La  mia Africa: la rivincita di Valente

20 settembre alle 20:53.
Dal profilo del professor Umberto Valente: 
“Ornella è tornata a casa, alla sua Antsoha. È tornata dai suoi amici, da suo padre, è tornata alle sue abitudini, alle sue giornate scandite dal di’ e dalla notte. Nel periodo trascorso con noi molte volte ci siamo chiesti come stava vivendo il “nostro mondo”. Se era “giusto” farle conoscere una realtà così diversa dalla sua. È stato evidente sin da subito che, pur abitando in una situazione più “confortevole” ne soffriva i “limiti”: la famosa “gabbia dorata”. E non è questione di spazi fisici (le stanze dell’ospedale sono spaziose e all’esterno c’è un grandissimo giardino), ma di spazi mentali: il dover vivere la giornata scandita da ritmi regolari, con attività programmate e quant’altro. La percezione di sentire che la sua mente fosse abituata a spaziare in una libertà a noi ormai sconosciuta; notavamo in lei un’apertura mentale, una curiosità di tutto, una continua ricerca, di “sete” di scoprire… che farebbe invidia a tutti i bambini italiani della sua età (storditi dalle musichette dei videogame…).

Ornella è abituata al silenzio della natura: a far da sfondo alle sue azioni quotidiane. Non ci sono i nostri rumori cittadini (così tanto deleteri per la nostra salute) ma solo ed esclusivamente i canti degli uccelli e lo starnazzare delle anatre.
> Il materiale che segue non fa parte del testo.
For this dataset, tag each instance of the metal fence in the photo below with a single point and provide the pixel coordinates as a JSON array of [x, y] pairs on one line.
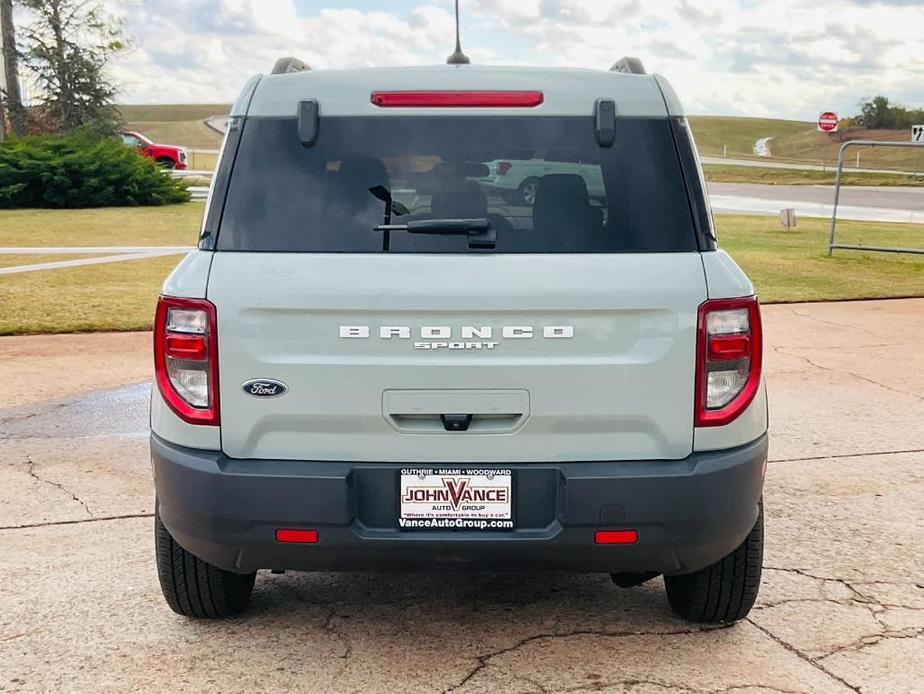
[[832, 239]]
I suoi giochi non sono bambole o macchinine, ma pulcini e lemuri e tutto quello che riesce ad inventarsi insieme ai suoi amichetti. Ornella ha quel qualcosa in piu’ che manca a tutti noi, a chiunque nasca e cresca in un ambiente come il nostro. Quel qualcosa che avevamo ma abbiamo perduto; ciò che ti rende parte della natura nel senso più stretto; che non ti fa pensare a orari, a scadenze e quant’altro perche tutta la tua giornata, la tua vita scorre in maniera fluida, naturale. 

Ornella è una bambina fortunata e, forse, non lo sa. O, al contrario, ora l’ha capito.
L’affetto che ci lega ad Ornella si è consolidato e la continueremo a seguire, per quanto possibile. Prima di lasciarla al villaggio, Francesca ha parlato con il suo maestro di scuola.
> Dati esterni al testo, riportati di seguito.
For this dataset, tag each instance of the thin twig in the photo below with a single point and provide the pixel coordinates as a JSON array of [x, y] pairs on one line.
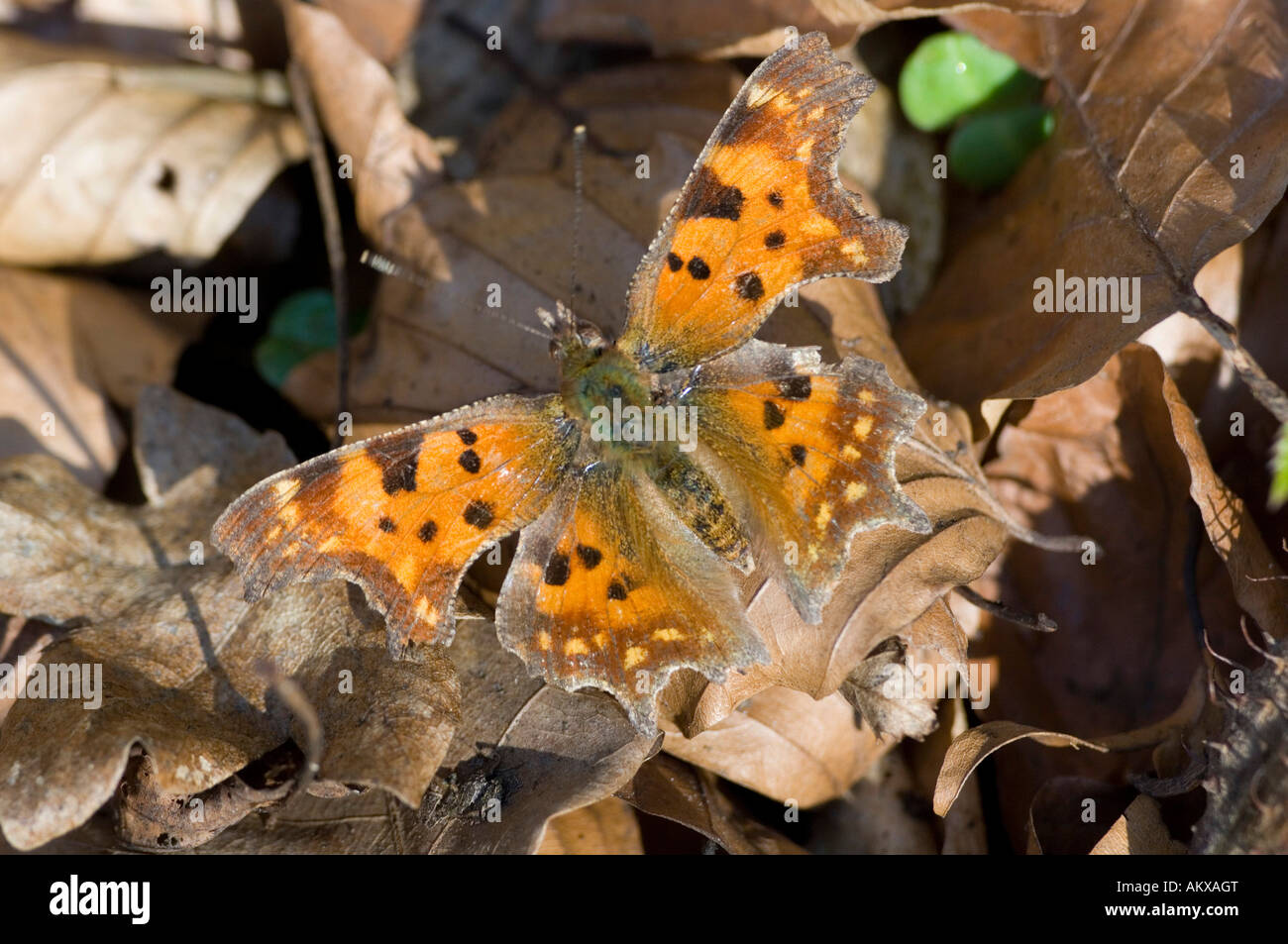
[[1266, 391], [1038, 623], [331, 230]]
Ornella ha 11 anni ma solamente dall’anno scorso ha potuto andare a scuola; quindi è molto indietro, scolasticamente parlando. L’insegnante la seguirà privatamente per aiutarla a fare due anni in uno, e quindi avanzare di classe.
Ad Ornella piaceva molto fare le fotografie con il cellulare che poi riguardava più volte tutta contenta. Aveva trovato il modo per aiutare il suo cervello a catturare più immagini possibili. Ci siamo ritrovati con una serie infinita di scatti nostri di piccoli momenti, di attimi della nostra vita, ai quali non facciamo attenzione o prendiamo in considerazione. Ma che sono importanti, perché SONO la nostra vita”.
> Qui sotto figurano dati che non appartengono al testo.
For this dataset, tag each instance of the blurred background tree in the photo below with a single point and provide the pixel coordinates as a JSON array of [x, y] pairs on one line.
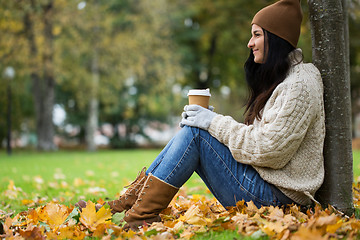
[[128, 63]]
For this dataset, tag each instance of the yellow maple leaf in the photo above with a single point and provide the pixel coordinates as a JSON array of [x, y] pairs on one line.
[[194, 216], [91, 219], [53, 214]]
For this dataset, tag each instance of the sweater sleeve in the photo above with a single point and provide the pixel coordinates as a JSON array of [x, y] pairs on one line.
[[273, 140]]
Spero che non si dispiaccia il professor Umberto Valente, 77 anni, genovese, chirurgo di fama mondiale, pioniere e maestro nella scuola dei trapianti e fino al 2012 non dimenticato direttore del centro trapianti del San Martino. Non a caso nel titolo ho parlato di rivincita e non di vendetta che farebbe presumere sentimenti che non trovano alcun riscontro nell’animo dell’uomo che sette anni fa, al temine di una faticosa vicenda, dopo essere andato in pensione, si è trasferito altrove per esercitare la sua professione di medico e di formatore. Inseguendo quella voglia di rendersi ancora utile “sul campo” e di solidarizzare con i pazienti e le popolazioni meno fortunate.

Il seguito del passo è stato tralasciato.